Deinen „Genug“-Punkt finden
Definiere das Einkommens- und Besitzniveau, jenseits dessen mehr nicht mehr zu deinem Leben beiträgt.
Why it works
Konsum neigt dazu, mit steigendem Einkommen nach oben zu schrauben (das hedonische Laufband), sodass Zufriedenheit nie eintritt, weil sich die Grundlinie ständig verschiebt.
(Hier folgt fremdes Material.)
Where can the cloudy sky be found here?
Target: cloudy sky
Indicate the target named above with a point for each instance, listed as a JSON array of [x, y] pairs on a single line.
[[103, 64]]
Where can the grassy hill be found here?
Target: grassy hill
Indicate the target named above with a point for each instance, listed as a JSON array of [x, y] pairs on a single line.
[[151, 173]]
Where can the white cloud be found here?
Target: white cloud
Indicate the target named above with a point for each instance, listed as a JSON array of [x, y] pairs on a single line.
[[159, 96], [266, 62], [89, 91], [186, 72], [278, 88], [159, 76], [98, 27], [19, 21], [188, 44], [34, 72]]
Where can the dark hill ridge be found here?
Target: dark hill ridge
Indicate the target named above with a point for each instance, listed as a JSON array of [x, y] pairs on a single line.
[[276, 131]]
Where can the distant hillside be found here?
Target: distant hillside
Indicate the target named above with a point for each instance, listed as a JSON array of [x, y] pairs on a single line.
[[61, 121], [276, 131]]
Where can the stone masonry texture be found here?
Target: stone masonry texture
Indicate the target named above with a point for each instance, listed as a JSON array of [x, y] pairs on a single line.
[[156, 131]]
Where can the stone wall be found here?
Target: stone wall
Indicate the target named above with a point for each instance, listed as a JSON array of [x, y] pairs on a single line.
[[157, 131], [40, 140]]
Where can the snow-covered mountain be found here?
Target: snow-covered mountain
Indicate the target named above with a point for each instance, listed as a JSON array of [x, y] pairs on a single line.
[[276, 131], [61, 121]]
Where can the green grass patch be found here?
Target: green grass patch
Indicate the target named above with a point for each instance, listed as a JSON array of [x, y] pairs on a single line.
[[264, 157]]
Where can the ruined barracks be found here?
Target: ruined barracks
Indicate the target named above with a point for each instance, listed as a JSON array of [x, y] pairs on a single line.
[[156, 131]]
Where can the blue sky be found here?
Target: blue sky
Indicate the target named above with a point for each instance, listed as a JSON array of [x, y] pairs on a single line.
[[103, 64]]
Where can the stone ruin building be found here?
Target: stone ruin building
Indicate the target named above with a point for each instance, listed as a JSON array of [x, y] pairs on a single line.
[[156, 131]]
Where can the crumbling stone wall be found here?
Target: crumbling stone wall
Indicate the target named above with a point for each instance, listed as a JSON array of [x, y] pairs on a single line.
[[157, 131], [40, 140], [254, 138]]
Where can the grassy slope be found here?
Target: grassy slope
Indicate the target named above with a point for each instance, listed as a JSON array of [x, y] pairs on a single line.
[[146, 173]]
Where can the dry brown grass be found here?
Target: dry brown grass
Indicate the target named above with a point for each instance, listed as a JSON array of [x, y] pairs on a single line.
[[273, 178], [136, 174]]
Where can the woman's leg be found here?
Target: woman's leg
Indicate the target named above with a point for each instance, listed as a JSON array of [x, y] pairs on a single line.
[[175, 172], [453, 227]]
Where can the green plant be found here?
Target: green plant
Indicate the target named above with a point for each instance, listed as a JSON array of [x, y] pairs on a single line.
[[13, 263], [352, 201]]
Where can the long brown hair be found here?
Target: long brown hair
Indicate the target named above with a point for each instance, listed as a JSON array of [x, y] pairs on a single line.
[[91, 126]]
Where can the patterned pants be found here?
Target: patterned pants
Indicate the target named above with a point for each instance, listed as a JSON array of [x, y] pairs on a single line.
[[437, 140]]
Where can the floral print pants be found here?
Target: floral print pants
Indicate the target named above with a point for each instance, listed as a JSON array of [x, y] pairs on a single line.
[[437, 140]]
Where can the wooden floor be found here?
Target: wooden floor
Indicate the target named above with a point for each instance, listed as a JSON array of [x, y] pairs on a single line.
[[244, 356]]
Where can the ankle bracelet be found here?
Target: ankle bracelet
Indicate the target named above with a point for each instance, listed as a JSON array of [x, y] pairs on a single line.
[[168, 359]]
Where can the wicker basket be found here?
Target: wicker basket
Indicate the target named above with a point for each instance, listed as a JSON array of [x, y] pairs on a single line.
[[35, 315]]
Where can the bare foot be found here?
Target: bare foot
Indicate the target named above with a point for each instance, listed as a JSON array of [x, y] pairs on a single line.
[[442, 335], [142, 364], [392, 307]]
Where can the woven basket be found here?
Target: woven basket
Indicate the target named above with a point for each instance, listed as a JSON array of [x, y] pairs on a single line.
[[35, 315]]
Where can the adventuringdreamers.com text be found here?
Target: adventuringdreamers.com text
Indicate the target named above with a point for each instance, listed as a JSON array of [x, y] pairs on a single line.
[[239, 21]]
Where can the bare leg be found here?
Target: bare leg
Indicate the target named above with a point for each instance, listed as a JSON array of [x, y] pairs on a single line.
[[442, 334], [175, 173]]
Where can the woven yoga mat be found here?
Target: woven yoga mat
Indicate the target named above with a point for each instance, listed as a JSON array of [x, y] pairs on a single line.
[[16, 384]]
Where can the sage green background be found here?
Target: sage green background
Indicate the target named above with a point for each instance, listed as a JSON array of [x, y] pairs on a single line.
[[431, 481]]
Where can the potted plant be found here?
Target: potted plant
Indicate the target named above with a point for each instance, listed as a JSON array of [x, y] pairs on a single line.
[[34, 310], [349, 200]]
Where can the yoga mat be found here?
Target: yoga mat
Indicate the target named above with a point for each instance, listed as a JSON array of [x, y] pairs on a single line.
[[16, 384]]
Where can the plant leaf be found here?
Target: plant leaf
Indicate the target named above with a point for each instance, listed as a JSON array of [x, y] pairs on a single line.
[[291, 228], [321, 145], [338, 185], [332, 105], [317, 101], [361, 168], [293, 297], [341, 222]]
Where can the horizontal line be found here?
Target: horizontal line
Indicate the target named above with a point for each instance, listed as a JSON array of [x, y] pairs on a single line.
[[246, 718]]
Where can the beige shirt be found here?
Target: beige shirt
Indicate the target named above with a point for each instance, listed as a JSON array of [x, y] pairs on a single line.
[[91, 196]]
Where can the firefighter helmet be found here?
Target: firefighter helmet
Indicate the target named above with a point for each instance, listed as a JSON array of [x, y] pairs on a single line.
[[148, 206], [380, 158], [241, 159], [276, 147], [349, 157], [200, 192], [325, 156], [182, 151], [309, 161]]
Einen „Genug“-Punkt explizit zu benennen – das Niveau, jenseits dessen mehr das Wohlbefinden nicht mehr bedeutsam verbessert – gibt dir ein Ziel, um mit dem Aufsteigen aufzuhören und den Überschuss auf Sinn umzulenken.
How to do it
- Reflektiere über das Einkommens- und Lebensstilniveau, bei dem du bereits hattest, was du brauchtest.
- Benenne dein „Genug“ – den Punkt, jenseits dessen du lieber Zeit als mehr hättest.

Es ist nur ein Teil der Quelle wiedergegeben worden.